Feedback is where AI can genuinely reduce workload without reducing quality, provided it's used to support your judgement rather than replace it.

Practical uses

  • Generating a bank of specific, actionable feedback phrases for common error types in a subject, which you select from rather than writing from scratch each time
  • Turning a quick verbal note into a written comment structure
  • Drafting whole-class feedback summaries after marking a set of books, based on the patterns you've noticed

What not to automate

Don't feed pupil work directly into a public AI tool to generate feedback about that specific piece of work — this risks both data protection (if it's identifiable) and quality (AI hasn't seen the lesson, the pupil's starting point, or your success criteria). Use AI to build your toolkit of phrasing, not to mark for you.

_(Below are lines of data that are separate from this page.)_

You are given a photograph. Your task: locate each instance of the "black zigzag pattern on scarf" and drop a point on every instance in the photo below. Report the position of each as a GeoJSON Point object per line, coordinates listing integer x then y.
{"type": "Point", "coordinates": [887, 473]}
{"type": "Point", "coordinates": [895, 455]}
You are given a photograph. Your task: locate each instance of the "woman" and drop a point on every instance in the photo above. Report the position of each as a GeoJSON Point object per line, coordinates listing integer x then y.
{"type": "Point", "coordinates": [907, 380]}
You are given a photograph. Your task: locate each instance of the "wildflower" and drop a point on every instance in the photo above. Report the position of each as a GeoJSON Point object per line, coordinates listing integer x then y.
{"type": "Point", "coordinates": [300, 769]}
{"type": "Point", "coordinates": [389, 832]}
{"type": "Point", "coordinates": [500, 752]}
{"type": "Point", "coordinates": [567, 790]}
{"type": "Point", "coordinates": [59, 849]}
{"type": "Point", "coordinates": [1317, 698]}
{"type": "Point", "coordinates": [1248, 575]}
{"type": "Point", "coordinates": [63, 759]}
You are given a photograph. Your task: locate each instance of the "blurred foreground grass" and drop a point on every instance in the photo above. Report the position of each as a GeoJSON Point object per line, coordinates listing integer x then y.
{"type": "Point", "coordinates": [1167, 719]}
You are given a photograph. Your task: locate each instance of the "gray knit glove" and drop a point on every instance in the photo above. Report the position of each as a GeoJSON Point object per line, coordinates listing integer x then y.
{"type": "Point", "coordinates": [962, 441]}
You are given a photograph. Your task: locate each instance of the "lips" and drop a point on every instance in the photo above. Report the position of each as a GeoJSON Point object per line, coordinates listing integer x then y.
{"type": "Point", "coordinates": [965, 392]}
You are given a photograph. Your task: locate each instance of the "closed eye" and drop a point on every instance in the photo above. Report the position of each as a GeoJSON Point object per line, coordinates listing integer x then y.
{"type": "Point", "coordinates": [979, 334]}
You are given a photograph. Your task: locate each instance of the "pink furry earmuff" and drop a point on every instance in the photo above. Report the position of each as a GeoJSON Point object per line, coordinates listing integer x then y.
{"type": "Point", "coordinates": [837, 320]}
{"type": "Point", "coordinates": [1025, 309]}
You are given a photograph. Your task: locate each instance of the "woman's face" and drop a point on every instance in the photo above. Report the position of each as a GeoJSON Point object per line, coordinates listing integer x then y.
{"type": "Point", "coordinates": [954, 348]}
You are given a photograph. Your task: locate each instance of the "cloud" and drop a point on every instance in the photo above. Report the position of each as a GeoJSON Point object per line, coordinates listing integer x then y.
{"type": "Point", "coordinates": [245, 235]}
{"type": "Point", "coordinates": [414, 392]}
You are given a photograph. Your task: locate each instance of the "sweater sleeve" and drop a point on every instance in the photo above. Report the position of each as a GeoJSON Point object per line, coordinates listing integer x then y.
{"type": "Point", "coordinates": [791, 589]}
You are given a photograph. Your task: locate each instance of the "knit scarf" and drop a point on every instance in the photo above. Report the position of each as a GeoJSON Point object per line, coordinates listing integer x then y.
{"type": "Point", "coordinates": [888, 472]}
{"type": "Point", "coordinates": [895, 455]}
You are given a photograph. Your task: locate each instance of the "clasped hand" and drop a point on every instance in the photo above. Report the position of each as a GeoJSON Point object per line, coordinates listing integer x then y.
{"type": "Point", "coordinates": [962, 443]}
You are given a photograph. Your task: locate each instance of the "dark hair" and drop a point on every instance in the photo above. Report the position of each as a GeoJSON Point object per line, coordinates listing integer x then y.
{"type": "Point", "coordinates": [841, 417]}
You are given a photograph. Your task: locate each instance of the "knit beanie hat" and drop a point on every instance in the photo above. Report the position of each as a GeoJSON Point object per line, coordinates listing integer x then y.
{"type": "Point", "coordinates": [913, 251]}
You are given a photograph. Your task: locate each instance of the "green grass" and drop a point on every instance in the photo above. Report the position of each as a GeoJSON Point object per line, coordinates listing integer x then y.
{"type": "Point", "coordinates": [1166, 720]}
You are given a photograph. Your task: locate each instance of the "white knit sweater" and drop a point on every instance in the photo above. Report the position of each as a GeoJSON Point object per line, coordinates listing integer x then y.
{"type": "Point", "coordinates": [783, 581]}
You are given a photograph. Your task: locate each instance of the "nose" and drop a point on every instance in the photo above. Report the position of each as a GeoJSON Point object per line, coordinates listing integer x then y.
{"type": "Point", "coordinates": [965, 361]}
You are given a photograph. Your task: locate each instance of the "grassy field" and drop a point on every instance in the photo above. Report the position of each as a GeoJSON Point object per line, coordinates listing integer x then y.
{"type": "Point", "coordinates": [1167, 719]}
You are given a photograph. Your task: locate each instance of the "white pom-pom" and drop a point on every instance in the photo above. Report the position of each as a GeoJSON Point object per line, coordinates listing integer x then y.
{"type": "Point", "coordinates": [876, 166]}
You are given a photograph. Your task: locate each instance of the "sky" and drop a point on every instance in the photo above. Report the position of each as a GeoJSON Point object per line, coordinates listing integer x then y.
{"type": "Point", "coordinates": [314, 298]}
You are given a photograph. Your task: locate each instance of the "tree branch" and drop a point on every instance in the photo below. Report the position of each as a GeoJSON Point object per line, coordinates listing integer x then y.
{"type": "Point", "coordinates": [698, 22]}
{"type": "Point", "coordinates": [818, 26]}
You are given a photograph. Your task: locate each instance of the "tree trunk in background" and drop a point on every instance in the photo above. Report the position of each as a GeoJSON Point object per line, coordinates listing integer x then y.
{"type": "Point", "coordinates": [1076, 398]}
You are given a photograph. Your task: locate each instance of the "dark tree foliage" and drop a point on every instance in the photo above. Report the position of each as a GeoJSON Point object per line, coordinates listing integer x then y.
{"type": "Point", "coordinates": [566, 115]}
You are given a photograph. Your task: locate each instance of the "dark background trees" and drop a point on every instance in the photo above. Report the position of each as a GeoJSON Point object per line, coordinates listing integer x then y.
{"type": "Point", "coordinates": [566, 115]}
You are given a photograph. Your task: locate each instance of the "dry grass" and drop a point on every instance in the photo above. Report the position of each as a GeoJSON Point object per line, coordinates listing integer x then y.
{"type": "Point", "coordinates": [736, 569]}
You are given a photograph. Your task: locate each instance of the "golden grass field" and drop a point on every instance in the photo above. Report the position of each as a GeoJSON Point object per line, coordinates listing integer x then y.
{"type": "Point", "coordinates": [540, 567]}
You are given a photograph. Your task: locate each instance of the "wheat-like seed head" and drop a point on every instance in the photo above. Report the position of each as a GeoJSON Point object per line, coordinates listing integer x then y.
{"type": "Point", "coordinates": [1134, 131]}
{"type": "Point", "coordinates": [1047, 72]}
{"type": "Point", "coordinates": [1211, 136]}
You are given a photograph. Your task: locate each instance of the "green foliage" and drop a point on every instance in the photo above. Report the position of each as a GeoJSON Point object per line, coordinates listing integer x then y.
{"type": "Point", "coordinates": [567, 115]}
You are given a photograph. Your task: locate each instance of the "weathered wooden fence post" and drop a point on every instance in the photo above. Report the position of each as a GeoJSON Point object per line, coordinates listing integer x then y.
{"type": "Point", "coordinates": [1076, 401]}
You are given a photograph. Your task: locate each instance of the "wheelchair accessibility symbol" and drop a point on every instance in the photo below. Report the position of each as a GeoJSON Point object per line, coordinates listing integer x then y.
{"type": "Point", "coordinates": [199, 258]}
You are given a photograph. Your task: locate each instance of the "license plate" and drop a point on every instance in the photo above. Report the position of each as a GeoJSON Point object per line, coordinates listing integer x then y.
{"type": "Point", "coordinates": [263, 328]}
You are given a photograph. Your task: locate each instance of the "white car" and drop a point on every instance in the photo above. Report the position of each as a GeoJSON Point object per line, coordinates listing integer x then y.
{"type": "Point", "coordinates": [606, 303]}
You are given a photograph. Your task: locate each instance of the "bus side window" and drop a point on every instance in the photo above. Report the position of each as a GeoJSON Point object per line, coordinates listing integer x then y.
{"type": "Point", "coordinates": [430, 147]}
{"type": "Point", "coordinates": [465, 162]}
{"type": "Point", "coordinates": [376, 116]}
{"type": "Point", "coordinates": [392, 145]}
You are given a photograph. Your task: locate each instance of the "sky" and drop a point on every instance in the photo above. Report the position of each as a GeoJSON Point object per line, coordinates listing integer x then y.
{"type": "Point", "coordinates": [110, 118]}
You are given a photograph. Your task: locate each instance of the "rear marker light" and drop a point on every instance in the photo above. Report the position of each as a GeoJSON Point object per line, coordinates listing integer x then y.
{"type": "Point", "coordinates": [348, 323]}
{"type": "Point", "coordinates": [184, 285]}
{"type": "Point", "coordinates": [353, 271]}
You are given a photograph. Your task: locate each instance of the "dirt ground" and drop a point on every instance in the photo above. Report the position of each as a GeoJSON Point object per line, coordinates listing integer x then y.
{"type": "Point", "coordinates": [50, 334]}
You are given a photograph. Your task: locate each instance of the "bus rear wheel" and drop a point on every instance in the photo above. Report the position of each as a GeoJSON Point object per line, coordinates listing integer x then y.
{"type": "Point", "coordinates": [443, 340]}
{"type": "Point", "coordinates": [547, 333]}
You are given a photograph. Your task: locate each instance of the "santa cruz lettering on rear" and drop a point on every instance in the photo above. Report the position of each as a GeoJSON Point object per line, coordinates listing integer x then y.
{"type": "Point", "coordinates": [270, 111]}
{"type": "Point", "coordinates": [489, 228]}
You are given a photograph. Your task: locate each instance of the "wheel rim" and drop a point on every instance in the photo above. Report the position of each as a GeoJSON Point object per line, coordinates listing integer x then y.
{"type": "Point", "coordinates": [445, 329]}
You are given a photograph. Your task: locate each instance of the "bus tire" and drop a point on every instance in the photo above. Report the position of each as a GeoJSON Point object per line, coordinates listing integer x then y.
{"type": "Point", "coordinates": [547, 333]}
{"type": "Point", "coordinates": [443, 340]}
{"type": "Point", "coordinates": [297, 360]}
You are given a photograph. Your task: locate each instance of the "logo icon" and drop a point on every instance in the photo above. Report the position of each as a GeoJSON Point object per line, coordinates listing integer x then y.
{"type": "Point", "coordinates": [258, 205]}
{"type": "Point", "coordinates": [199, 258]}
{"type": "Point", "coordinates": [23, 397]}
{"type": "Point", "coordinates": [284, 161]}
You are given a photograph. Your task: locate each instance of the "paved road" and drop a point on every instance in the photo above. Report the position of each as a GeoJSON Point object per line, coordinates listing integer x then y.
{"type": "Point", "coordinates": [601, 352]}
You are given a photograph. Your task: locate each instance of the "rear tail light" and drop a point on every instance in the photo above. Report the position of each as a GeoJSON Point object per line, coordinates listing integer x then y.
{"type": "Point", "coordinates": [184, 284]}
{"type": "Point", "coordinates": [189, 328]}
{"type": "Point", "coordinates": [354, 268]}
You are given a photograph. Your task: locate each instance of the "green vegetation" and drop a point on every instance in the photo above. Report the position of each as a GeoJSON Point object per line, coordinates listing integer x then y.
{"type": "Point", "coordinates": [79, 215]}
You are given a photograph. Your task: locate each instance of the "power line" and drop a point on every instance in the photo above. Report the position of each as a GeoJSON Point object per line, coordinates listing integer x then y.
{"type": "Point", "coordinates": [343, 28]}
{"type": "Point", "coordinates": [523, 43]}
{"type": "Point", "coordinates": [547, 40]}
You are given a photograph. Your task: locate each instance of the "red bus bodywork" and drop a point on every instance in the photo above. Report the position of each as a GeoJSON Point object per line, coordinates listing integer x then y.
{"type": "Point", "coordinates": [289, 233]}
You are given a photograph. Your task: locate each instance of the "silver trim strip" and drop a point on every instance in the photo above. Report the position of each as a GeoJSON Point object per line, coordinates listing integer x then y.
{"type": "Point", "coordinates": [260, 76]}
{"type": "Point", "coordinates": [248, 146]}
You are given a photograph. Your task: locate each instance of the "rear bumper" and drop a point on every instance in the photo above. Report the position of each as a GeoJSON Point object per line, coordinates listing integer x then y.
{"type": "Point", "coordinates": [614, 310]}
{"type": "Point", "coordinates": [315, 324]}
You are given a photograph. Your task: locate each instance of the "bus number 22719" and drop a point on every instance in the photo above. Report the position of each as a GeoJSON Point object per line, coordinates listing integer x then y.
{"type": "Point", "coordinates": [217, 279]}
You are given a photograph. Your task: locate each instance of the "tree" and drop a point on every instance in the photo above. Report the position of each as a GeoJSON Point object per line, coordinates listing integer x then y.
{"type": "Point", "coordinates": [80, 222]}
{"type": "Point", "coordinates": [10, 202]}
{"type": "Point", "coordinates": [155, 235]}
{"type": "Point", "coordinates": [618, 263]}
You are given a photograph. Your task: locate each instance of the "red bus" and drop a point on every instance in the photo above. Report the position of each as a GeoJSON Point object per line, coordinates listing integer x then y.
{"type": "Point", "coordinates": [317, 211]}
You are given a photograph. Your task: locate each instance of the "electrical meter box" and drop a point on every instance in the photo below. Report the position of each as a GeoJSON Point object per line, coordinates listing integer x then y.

Whole-class feedback, done well

One of the best-value uses here is whole-class feedback: after marking a set of books yourself, describe the patterns you noticed ("half the class struggled with apostrophes in contractions, a few used excellent varied sentence openers") and ask AI to structure this into a clear whole-class feedback sheet. You did the marking and the noticing — AI just saves you the writing-up time.

Worth knowing: AskColin's own do/don't guidance lists "drafting generic feedback comments for review" explicitly as an appropriate use — always with the requirement that a member of staff reviews it before use. See the full guidance →

Key takeaways

  • Use AI to build a phrasing toolkit, not to mark pupil work directly.
  • Whole-class feedback write-ups are a strong, low-risk use case.
  • Never feed identifiable pupil work into a public AI tool for feedback.